Active Learning and Annotation

July 31, 2015
Sanjoy Dasgupta | UC Sandiego
MSR India Summer School 2015 on Machine Learning

The “active learning” model is motivated by scenarios in which it is easy to amass vast quantities of unlabeled data (images and videos off the web, speech signals from microphone recordings, and so on) but costly to obtain their labels. Like supervised learning, the goal is ultimately to learn a classifier. But the labels of training points are hidden, and each of them can be revealed only at a cost. The idea is to query just a few labels that are especially informative about the decision boundary, and thereby to obtain an accurate classifier at significantly lower cost than regular supervised learning.

There are two distinct ways of conceptualizing active learning, which lead to rather different querying strategies. The first treats active learning as an efficient search through a hypothesis space of candidates, while the second has to do with exploiting cluster or neighborhood structure in data.
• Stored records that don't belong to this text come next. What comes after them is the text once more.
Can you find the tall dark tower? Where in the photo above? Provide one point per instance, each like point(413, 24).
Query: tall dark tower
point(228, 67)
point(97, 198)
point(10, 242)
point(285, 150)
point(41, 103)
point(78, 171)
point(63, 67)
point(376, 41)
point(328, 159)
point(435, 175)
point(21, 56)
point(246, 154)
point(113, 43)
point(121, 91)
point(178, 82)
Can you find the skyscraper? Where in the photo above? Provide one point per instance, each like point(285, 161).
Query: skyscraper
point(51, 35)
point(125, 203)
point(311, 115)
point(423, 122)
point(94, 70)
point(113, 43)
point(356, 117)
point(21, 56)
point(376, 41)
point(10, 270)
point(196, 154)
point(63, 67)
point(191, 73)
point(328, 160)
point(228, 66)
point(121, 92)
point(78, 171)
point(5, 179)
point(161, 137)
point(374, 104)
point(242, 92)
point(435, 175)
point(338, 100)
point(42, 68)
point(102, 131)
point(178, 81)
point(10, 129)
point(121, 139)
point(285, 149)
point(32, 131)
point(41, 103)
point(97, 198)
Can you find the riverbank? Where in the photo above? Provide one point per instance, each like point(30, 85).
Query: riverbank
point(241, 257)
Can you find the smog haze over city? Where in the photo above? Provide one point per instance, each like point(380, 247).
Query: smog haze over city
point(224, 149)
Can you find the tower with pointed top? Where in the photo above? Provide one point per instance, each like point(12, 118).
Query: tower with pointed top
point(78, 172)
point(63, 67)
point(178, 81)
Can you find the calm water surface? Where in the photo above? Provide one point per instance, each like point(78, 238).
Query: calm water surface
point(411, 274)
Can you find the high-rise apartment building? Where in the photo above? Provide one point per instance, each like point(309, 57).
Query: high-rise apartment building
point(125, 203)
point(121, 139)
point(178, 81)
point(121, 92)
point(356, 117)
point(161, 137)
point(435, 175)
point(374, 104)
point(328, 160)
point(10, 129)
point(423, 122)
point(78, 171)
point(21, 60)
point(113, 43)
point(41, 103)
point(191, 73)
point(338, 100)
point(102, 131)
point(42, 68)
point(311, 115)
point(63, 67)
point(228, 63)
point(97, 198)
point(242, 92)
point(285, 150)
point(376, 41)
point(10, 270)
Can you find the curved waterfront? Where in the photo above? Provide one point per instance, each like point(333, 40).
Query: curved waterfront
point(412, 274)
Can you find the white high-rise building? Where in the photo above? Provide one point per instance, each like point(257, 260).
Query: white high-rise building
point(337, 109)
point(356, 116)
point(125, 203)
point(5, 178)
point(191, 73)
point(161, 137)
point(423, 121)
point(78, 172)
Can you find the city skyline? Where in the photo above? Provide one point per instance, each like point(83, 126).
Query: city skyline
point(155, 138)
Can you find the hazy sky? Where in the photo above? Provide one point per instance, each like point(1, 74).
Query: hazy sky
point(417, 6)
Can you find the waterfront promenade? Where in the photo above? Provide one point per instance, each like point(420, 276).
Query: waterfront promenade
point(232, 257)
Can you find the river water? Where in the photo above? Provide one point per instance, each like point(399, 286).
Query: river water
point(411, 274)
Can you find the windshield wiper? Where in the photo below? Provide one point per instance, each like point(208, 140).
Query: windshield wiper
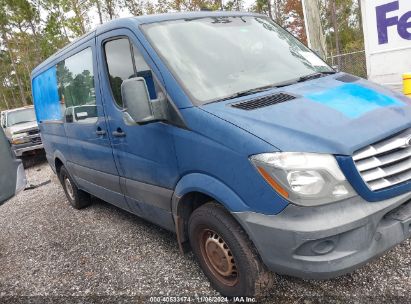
point(304, 78)
point(314, 76)
point(244, 93)
point(20, 122)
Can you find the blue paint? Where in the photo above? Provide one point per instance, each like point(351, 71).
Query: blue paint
point(384, 22)
point(354, 100)
point(46, 97)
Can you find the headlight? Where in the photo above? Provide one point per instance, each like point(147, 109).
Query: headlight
point(306, 179)
point(20, 138)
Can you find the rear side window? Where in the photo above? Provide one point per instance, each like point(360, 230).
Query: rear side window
point(67, 88)
point(76, 89)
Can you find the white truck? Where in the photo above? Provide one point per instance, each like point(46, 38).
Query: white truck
point(387, 34)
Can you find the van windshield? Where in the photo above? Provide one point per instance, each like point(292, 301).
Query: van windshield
point(216, 57)
point(20, 116)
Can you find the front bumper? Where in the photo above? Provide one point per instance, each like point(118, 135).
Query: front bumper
point(327, 241)
point(20, 149)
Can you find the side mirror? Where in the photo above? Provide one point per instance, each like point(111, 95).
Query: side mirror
point(12, 175)
point(137, 102)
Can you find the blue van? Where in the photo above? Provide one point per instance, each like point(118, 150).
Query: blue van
point(225, 129)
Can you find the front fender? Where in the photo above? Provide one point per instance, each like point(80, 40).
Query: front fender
point(206, 184)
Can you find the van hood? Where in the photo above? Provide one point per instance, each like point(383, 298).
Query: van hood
point(336, 114)
point(20, 128)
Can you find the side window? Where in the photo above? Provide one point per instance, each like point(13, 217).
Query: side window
point(124, 61)
point(76, 91)
point(143, 70)
point(119, 65)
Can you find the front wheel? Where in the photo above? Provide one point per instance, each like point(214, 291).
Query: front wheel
point(225, 253)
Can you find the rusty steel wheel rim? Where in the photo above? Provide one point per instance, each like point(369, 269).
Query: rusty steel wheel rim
point(218, 257)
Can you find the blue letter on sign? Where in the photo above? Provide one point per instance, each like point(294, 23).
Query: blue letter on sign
point(383, 22)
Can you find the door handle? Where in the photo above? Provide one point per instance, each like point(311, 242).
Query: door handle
point(100, 131)
point(119, 133)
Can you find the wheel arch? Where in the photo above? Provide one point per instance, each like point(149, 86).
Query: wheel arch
point(194, 190)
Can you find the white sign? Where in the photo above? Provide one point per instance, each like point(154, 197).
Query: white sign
point(387, 35)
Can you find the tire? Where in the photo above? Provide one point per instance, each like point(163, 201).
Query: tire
point(77, 198)
point(225, 253)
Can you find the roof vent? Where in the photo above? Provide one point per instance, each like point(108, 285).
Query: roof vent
point(263, 101)
point(347, 78)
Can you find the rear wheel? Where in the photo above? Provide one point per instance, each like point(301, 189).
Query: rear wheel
point(225, 253)
point(76, 197)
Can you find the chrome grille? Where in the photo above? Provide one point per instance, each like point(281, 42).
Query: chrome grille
point(385, 163)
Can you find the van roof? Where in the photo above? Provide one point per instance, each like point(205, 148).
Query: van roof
point(129, 22)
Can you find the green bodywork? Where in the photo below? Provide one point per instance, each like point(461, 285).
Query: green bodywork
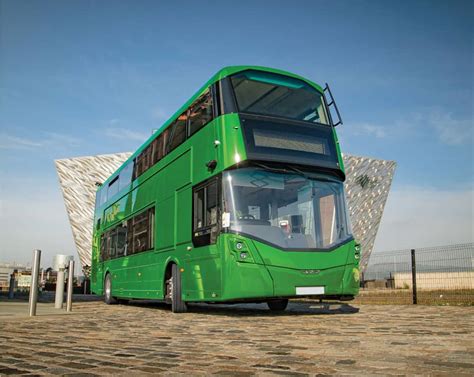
point(216, 272)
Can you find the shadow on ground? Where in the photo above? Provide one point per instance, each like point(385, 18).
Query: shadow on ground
point(242, 310)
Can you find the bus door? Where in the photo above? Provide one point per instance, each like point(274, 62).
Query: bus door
point(203, 260)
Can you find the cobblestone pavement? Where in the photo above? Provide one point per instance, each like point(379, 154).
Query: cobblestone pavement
point(307, 339)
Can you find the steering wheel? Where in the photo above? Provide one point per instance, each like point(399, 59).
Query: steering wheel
point(247, 217)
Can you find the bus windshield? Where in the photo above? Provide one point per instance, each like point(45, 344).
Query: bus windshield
point(286, 210)
point(276, 95)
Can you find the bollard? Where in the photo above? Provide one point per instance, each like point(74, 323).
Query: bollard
point(11, 288)
point(58, 302)
point(34, 282)
point(70, 280)
point(413, 276)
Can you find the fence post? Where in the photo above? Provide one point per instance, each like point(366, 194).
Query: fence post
point(11, 288)
point(34, 282)
point(70, 280)
point(413, 276)
point(58, 301)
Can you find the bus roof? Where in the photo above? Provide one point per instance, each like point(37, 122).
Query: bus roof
point(222, 73)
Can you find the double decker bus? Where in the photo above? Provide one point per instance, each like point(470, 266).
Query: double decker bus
point(239, 197)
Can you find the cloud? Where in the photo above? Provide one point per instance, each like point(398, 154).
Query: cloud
point(448, 129)
point(451, 131)
point(121, 133)
point(48, 140)
point(420, 217)
point(369, 129)
point(51, 233)
point(159, 114)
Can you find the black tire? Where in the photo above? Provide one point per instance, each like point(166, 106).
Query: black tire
point(177, 303)
point(108, 298)
point(277, 305)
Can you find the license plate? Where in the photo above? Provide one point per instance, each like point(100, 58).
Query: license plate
point(309, 291)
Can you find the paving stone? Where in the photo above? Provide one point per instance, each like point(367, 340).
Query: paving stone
point(241, 340)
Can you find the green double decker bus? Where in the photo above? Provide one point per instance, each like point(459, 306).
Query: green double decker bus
point(239, 197)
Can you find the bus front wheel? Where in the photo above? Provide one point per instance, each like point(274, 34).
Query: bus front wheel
point(108, 298)
point(177, 303)
point(277, 305)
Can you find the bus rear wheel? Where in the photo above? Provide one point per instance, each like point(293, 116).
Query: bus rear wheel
point(177, 303)
point(108, 298)
point(277, 305)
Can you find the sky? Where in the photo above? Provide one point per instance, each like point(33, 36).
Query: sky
point(85, 77)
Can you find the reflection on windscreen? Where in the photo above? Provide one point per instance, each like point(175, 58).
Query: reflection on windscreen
point(287, 210)
point(271, 94)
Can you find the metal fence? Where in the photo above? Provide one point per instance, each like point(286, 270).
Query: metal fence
point(434, 275)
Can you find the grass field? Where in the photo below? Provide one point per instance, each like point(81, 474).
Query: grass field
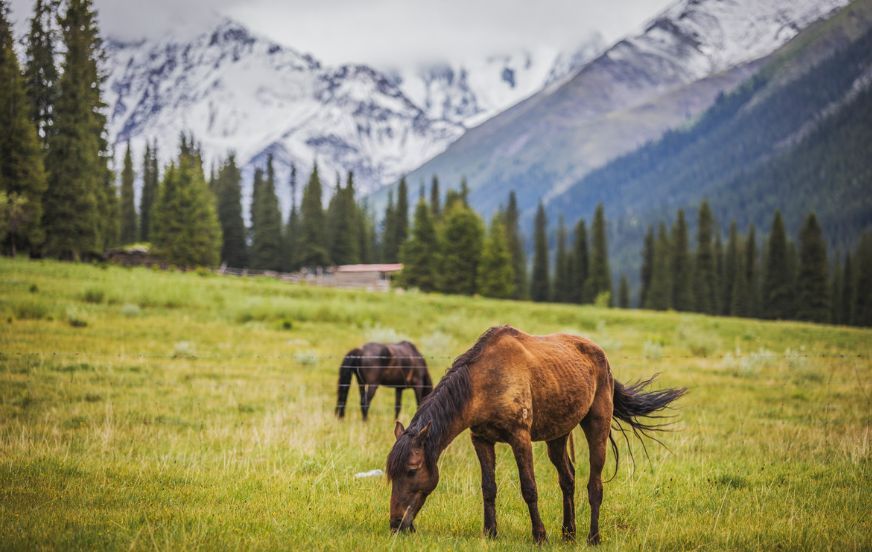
point(143, 409)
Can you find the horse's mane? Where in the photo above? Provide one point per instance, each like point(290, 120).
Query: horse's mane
point(441, 407)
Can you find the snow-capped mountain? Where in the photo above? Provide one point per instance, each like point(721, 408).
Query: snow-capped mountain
point(238, 91)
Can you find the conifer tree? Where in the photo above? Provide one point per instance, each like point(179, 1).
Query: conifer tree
point(128, 208)
point(813, 299)
point(461, 243)
point(647, 266)
point(420, 253)
point(680, 266)
point(186, 229)
point(540, 282)
point(41, 73)
point(22, 173)
point(705, 268)
point(731, 260)
point(777, 286)
point(515, 243)
point(581, 263)
point(313, 238)
point(496, 277)
point(78, 202)
point(435, 199)
point(228, 188)
point(266, 246)
point(624, 293)
point(659, 294)
point(600, 278)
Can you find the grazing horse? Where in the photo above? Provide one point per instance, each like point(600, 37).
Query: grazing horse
point(398, 365)
point(516, 388)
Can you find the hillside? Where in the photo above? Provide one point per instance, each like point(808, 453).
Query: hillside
point(143, 409)
point(792, 137)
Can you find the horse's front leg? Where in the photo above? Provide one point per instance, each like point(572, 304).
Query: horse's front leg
point(566, 476)
point(486, 457)
point(522, 446)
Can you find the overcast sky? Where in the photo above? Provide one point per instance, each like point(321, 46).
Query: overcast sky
point(384, 32)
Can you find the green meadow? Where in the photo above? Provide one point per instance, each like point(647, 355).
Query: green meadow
point(142, 409)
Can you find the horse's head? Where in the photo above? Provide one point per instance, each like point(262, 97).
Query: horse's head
point(413, 477)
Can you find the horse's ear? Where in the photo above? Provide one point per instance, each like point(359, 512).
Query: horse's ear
point(423, 433)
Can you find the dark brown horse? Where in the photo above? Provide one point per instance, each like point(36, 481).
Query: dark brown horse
point(398, 365)
point(516, 388)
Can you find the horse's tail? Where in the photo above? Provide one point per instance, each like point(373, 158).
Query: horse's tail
point(349, 366)
point(632, 402)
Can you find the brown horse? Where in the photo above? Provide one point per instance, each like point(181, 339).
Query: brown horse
point(398, 365)
point(516, 388)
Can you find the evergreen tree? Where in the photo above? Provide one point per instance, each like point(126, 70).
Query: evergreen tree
point(266, 246)
point(228, 189)
point(78, 203)
point(461, 243)
point(647, 266)
point(731, 260)
point(600, 279)
point(128, 207)
point(562, 268)
point(862, 309)
point(624, 293)
point(540, 282)
point(515, 243)
point(41, 73)
point(777, 286)
point(679, 265)
point(581, 264)
point(313, 238)
point(659, 293)
point(420, 253)
point(705, 276)
point(186, 229)
point(496, 276)
point(813, 302)
point(435, 198)
point(22, 173)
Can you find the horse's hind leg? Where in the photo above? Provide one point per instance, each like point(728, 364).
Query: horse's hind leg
point(398, 402)
point(566, 476)
point(596, 426)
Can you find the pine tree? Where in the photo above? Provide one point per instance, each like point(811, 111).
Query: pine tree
point(581, 263)
point(22, 173)
point(624, 293)
point(313, 238)
point(128, 208)
point(540, 282)
point(420, 253)
point(186, 229)
point(659, 294)
point(731, 260)
point(78, 203)
point(496, 276)
point(813, 302)
point(266, 246)
point(705, 269)
point(228, 189)
point(682, 294)
point(562, 268)
point(515, 242)
point(461, 243)
point(777, 287)
point(647, 266)
point(600, 278)
point(41, 74)
point(435, 198)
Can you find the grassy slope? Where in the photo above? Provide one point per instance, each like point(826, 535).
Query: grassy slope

This talk will show how each view leads to active learning algorithms that can be made efficient and practical, and have provable label complexity bounds that are in some cases exponentially lower than for supervised learning.

Speaker Details

“Sanjoy Dasgupta obtained his undergraduate degree from Harvard College in 1993. He worked for a year at Bell Laboratories and since then has been a graduate student at U.C. Berkeley, under the supervision of Umesh Vazirani. His thesis work, which will be completed this December, is motivated by the need for efficient and provably good learning algorithms for various commonly-used families of probability distributions.”